Newsletter
Sign The Guestbook
View The Guestbook
Archived Guestbook
Awards
Submit An Article
Staff List
Privacy Policy

 

 
 
Weekly Features
The X Files
Xavier Hermosillo is the President of CrisisPros.com, a national Crisis Communications, Marketing, and Management firm he founded 23 years ago. He is a former political chief of staff, an award-winning reporter and photographer, and a former radio talk show host and TV commentator in Los Angeles. He has co-founded two publicly-traded companies where he served as a member of the Board of Directors and as the Senior Vice President of Investor Relations and Corporate Communications. He has also served as a Hearing Examiner for the Los Angeles Police Commission on police officer discipline cases, and holds degrees in Administration of Justice and Business and Communications. He can be reached at Xavier@CrisisPros.com

Two months after the Presidential election, someone needs to tell the Democrats they lost, because the party is in real denial and that’s not healthy for our country.


Just when you thought it was safe to come out of the hot political waters of the November election, the sore losers are moaning and groaning again, making it very difficult to move our country forward and even tougher for the Democrats to win any major elections in the future.


The Demos just can’t accept that George Bush won by the Electoral College by a margin of 286 to 252 and the popular vote by more than 3-million votes. The Demos have been screaming about the Ohio results and even a recount shows Bush won by more than 118,000 votes.


How long do we have to deal with all of this unproductive whining? You lost, you dumb Demos, and you lost fair and square because you folks and your candidate were out of step with the majority of regular Americans.

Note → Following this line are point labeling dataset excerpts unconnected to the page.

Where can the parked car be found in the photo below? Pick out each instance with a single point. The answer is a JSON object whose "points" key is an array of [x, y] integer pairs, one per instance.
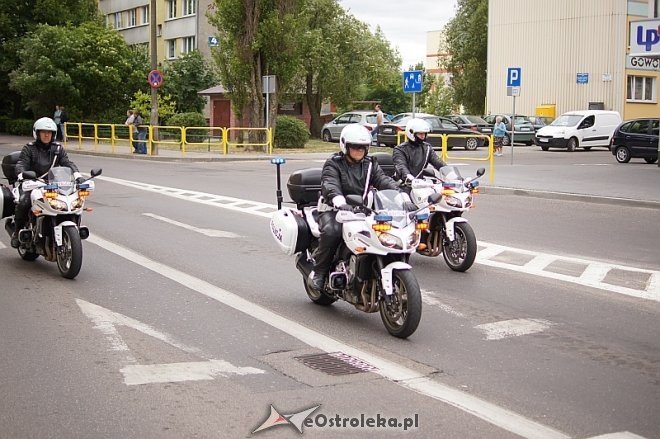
{"points": [[579, 129], [539, 121], [439, 125], [330, 131], [637, 138], [523, 130]]}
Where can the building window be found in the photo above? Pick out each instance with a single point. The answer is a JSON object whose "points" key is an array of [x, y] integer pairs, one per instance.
{"points": [[131, 18], [188, 44], [189, 7], [145, 14], [171, 49], [171, 8], [641, 89]]}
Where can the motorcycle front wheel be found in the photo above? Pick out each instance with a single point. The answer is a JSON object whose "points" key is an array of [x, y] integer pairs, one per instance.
{"points": [[69, 257], [402, 314], [460, 253]]}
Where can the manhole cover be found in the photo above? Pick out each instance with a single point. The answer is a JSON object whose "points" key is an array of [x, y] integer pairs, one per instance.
{"points": [[336, 363]]}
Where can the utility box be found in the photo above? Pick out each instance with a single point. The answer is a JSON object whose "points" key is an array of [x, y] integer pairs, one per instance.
{"points": [[547, 110]]}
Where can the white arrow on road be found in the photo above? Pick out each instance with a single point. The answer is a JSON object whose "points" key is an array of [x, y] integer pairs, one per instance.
{"points": [[212, 233], [107, 321]]}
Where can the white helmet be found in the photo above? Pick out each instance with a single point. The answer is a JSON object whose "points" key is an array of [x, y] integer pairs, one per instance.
{"points": [[44, 124], [354, 134], [415, 126]]}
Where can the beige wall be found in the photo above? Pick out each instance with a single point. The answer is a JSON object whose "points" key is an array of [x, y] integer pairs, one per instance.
{"points": [[552, 41]]}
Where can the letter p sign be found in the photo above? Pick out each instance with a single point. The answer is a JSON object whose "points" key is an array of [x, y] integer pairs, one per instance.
{"points": [[513, 76]]}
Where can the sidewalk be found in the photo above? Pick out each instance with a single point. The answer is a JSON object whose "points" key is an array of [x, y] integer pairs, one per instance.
{"points": [[534, 173]]}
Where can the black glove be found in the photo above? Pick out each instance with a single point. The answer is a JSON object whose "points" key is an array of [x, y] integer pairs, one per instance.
{"points": [[409, 206]]}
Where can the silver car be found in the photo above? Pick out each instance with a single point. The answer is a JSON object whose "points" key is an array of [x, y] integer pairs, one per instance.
{"points": [[331, 130]]}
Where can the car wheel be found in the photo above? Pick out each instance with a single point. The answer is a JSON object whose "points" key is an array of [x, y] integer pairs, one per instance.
{"points": [[622, 154], [471, 144], [572, 144]]}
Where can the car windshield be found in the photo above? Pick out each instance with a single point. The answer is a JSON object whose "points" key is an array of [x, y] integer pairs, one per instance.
{"points": [[567, 120]]}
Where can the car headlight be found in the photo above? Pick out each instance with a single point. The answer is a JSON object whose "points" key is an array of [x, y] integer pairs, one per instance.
{"points": [[58, 204], [453, 202], [391, 241]]}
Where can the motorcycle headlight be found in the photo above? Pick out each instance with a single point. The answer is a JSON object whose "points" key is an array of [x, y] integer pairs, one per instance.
{"points": [[58, 204], [453, 202], [391, 241]]}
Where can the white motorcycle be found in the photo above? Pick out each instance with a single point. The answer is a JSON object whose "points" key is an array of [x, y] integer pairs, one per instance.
{"points": [[53, 229], [449, 233], [370, 269]]}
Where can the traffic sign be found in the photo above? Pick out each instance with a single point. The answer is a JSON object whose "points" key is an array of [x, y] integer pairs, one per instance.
{"points": [[513, 76], [412, 81], [155, 79]]}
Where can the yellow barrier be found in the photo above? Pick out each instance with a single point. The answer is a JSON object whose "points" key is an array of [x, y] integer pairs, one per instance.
{"points": [[181, 137]]}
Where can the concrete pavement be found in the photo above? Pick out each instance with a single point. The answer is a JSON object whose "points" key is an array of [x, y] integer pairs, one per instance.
{"points": [[587, 176]]}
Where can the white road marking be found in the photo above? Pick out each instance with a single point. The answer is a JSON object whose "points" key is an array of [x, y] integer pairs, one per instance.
{"points": [[401, 375], [107, 321], [137, 374], [484, 256], [513, 328], [212, 233]]}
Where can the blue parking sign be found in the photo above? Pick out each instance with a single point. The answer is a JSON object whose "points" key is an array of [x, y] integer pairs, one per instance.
{"points": [[513, 76], [412, 81]]}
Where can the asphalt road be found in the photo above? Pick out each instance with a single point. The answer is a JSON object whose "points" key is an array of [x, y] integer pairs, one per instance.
{"points": [[174, 274]]}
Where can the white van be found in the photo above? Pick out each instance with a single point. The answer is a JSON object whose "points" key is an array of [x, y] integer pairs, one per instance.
{"points": [[579, 129]]}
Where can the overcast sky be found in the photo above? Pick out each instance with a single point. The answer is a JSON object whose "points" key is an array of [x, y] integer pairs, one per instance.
{"points": [[405, 22]]}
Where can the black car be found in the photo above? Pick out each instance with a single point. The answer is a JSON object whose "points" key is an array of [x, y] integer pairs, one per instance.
{"points": [[637, 138], [388, 134]]}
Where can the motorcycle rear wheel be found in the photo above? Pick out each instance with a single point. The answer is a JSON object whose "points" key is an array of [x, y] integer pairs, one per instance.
{"points": [[316, 296], [69, 258], [460, 253], [402, 317]]}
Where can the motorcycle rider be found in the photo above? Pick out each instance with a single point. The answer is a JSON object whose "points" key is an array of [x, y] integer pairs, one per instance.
{"points": [[348, 172], [412, 156], [39, 156]]}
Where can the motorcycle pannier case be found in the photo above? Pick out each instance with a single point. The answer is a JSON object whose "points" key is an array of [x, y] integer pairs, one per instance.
{"points": [[7, 205], [304, 187], [290, 231], [9, 166]]}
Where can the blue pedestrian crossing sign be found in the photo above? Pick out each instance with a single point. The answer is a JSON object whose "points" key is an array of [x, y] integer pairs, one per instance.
{"points": [[412, 81]]}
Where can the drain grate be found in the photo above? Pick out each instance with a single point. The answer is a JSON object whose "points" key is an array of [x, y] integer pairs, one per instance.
{"points": [[336, 363]]}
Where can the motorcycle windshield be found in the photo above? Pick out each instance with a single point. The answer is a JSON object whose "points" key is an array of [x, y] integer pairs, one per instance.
{"points": [[390, 202], [63, 178]]}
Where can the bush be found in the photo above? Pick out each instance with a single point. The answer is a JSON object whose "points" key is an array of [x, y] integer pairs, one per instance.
{"points": [[290, 132], [20, 127]]}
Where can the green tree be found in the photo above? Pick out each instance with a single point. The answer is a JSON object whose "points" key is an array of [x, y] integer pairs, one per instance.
{"points": [[184, 77], [467, 45], [17, 18], [89, 68], [256, 38]]}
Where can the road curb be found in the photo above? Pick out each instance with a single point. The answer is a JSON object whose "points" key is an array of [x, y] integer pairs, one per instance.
{"points": [[567, 196]]}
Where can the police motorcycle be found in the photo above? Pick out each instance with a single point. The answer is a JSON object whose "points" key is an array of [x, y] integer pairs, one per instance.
{"points": [[53, 229], [448, 233], [370, 269]]}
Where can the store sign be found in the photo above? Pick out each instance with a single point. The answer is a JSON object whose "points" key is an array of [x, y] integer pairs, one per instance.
{"points": [[645, 38], [643, 63]]}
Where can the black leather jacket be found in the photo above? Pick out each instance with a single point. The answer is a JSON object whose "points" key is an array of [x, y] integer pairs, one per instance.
{"points": [[411, 158], [39, 158], [341, 178]]}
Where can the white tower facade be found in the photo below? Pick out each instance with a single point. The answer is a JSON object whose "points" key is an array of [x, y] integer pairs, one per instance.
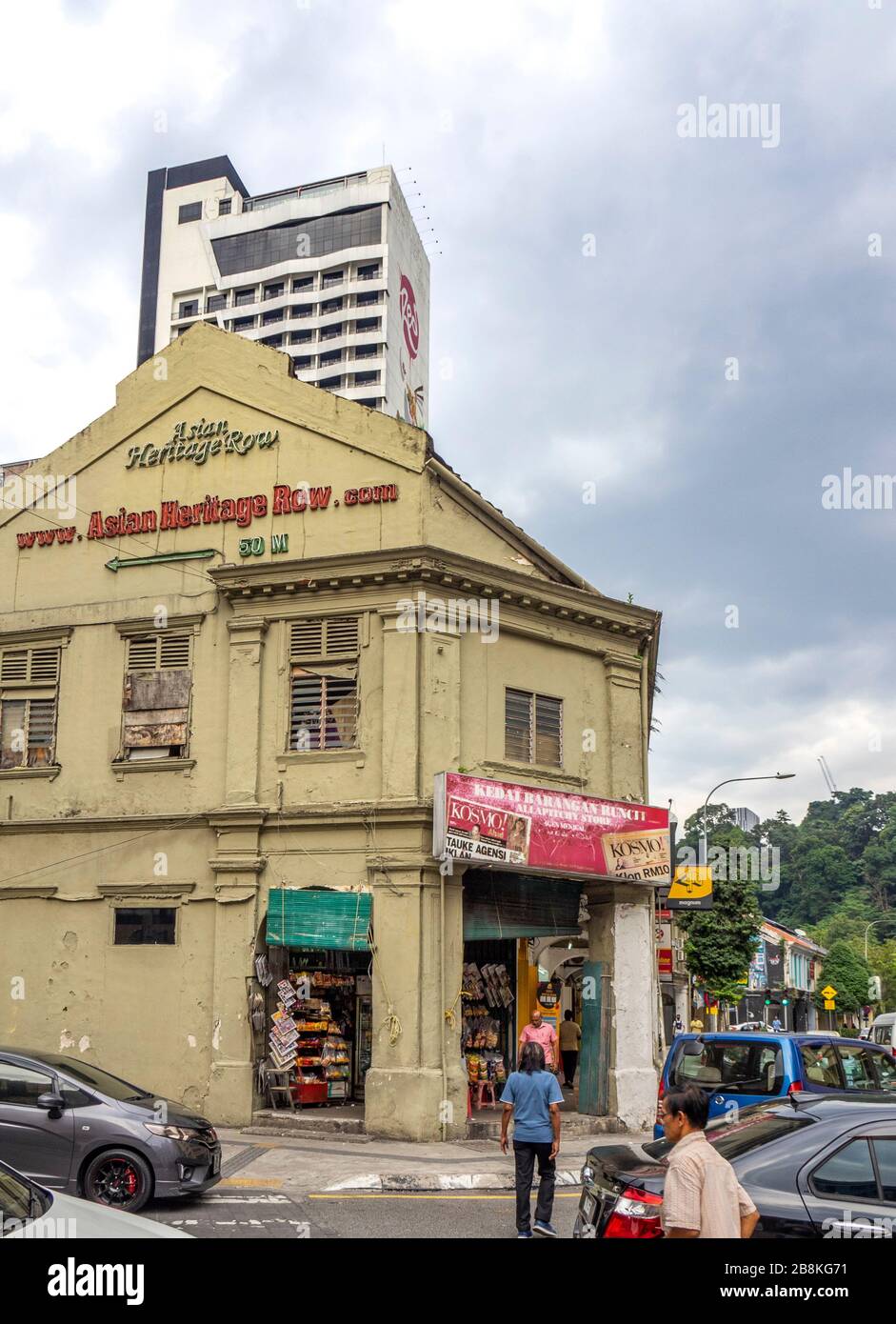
{"points": [[332, 273]]}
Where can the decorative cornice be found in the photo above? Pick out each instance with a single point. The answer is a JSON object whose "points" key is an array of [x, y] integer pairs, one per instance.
{"points": [[535, 771], [128, 767], [247, 624], [17, 893], [441, 572], [156, 889], [50, 772], [44, 635], [147, 624], [249, 865], [237, 815]]}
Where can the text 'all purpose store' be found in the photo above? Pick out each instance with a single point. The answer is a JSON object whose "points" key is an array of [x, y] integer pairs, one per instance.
{"points": [[526, 857]]}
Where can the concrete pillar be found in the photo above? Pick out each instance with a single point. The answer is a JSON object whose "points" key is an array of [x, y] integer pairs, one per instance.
{"points": [[400, 709], [407, 1095], [624, 707], [244, 709], [237, 868], [621, 937]]}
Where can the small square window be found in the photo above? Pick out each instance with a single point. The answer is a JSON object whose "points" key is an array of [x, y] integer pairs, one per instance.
{"points": [[189, 212], [145, 926]]}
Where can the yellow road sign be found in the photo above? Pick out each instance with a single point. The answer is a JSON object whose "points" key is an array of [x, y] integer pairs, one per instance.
{"points": [[691, 887]]}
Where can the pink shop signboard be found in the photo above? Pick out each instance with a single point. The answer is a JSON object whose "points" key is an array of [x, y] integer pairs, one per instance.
{"points": [[535, 829]]}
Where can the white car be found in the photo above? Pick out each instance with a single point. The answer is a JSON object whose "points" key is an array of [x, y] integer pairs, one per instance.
{"points": [[30, 1212]]}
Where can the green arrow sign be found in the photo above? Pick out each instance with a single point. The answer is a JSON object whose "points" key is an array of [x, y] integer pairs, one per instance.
{"points": [[118, 564]]}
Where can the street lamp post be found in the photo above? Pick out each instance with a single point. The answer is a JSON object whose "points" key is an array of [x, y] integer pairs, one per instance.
{"points": [[774, 776], [872, 924]]}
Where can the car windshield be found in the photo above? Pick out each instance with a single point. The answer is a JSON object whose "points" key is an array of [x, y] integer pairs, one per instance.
{"points": [[20, 1201], [733, 1066], [92, 1076], [732, 1139]]}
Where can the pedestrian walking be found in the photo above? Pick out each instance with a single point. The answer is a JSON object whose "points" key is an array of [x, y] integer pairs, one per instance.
{"points": [[539, 1032], [702, 1197], [532, 1096], [570, 1037]]}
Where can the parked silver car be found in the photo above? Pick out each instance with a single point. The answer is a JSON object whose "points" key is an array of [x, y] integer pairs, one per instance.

We should NOT have to justify how the majority voted a full two months AFTER the election results were clearly known to all America.


Denial is always tough to deal with but you Donkey Party types better get used to it. As Americans, we have learned to take our lumps and disappointments and move forward in life. We are not guaranteed total victories all the time in anything that we do. To expect a victory on every outing is unrealistic and boorish.


It amazes me how differently the Democrats are responding to the whipping they got this time as compared to how the Republicans reacted after Bill Clinton cleaned their clock in 1992. We are hearing cries of racism, and vote irregularities (all unproven thus far), and virtually every other sophomoric complaint possible.


One of the more distressing episodes was last week’s move on the U.S. Senate floor by California’s Barbara Boxer to try and rewrite the results of the election. Shame on her!


The grizzly details are that as Congress formally certified President Bush's re-election last Thursday, rancorous political theater returned to the Capitol when Boxer and Rep. Stephanie Tubbs-Jones of Ohiohalted the normally routine counting of Electoral College votes by objecting that Ohio's pivotal election outcome was seriously flawed.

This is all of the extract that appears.